8 years ago I read my first Raymond Carver story, Neighbours. I thought it was pretty good so I read all the others. So Much Water So Close to Home is one. A group of men go on a fishing trip out into the wilds and find a dead woman naked in the water. They want to fish, not go home and report the death, so they tether her foot to a tree and leave her floating there. They stay for a few days, drink beer, play cards, have their holiday. They report the death when they finally go home. The story is told from the point of view of one of the men’s wives after they’re home again. She’s angry and frustrated that they could do such a thing. She thinks of the dead woman and the family of the dead woman.
It’s tempting to explain that story. It could be about incomprehensibility, because the wife seems not to understand how her husband could do such a thing.

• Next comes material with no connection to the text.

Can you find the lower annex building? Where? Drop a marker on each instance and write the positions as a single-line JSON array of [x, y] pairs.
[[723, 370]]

The men have been complicit with the death of a woman; a woman no doubt killed by a man. The wife is a woman. She empathises with the woman. No doubt we all truly understand, on some level, selfishly, that our own lives (a holiday!) trump the lives of others (social duty!). But we also know that the mark of a civilised person is to help others.
So it’s about morality. We wonder if the story has gone too far. Do those men really exist? In Carver’s world they do exist! We know that the story is true is some important way, but it’s one of those truths that rarely break the surface in decent society. And once we’ve got that far, we know that the wife understands too, because she knows her husband. Surely she knows her husband! Or does she? Does she comprehend? Does she not want to know? Is she willing herself not to understand, or does she really not understand? Does not wanting to know amount to the same thing as not understanding? No, it doesn’t! Or does it? Maybe. Who knows?! It’s her story because she’s telling it. But does she know what she’s talking about? Is she trying and failing to tell the man’s story? Yep, probably! But it’s also Carver’s story, because he wrote it. He probably knew what he was doing!

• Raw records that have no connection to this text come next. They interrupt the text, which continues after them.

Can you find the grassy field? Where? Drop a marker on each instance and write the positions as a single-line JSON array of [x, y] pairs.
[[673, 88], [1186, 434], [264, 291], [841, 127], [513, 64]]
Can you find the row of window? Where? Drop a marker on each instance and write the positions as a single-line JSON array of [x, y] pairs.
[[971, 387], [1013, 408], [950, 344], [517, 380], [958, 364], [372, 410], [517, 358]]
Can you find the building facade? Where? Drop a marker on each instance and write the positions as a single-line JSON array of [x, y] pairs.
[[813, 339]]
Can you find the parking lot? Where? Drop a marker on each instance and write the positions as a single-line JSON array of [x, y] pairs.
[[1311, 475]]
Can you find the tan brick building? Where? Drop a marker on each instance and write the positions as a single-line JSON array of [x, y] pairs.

Stories have a habit of raising dilemmas and questions. They can put you in uncomfortable positions. But they’re ‘just’ stories too. They normally tell a particular ‘truth’. But really, they tell a story. It’s up to the reader to make generalisations and draw conclusions. And generalisations are obviously wrong in a fundamental way, because they impose an order upon the story. My attempt to explain why I find the Carver story compelling, for example, is so obviously me as much as it is the story. It tells you what I find interesting about that story. If I’m generous, which I’m not, I could try and guess what you might find in that story, and then I might try and second guess what you’d like. If I was brave, which I’m not, I might try to empathise with the men who left the body, or the man who killed the woman. To my knowledge, the only literary critic to be that brave is Norman Mailer (R.I.P. Norman).
No time for Norman here! Sorry.
Randall Jarrell handled short story theory with care. I first read his essay Stories a couple of years after I read my first Carver story. I have been brought to tears pretty much every time I read Stories. It’s an essay about short stories! To cry over an essay? But yes! I think it’s a perfect essay. I can’t imagine writing anything half so good. It’s perfect because it’s written by someone who is vulnerable, and who has found stories to be essential to life. It’s childlike in its structure, in that it ends up listing Jarrell’s favourite stories in a manner of incomprehension. It basically turns into a reading list, recommending story after story. It’s childish too, in that he quotes whole passages from his favourite stories, as if to say ‘I can’t explain this well enough’ You…. Ah! Just read it yourself!’ To be childish is to be true to stories in some fundamental way. That becomes obvious when you read Jarrell. He’s wise too, by the way. Don’t let me give you the impression that you can’t be childish and wise at the same time. But you knew that anyway.
And the stories he quotes from! They are the best little stories and excerpts I have ever read. Jarrell let me know how little I knew. That’s quite something really. Not that I know or don’t know a lot. But to let me know of these great bits and bobs of stories! It’s an act of generosity, because he knows a lot more than I do. The grandmother’s tale from Wozzeck:
Once upon a time there was a poor little girl who had no father and mother because everyone was dead and there was no one left in the whole world. Everyone was dead, and she kept looking for someone night and day. And since there was no one on earth, she thought she’d go to heaven. The moon looked at her so friendly, but when she finally got to it, it was just a piece of rotted wood. So she went on to the sun, and when she got there, it was just a dried-up sunflower. And when she got to the stars, they were just little gold flies stuck up there as if they’d been caught in a spider web. And when she thought she’d go back to earth, it was just an upside-down pot. And she was all alone. And so she sat down and cried. And she’s still sitting there, all alone.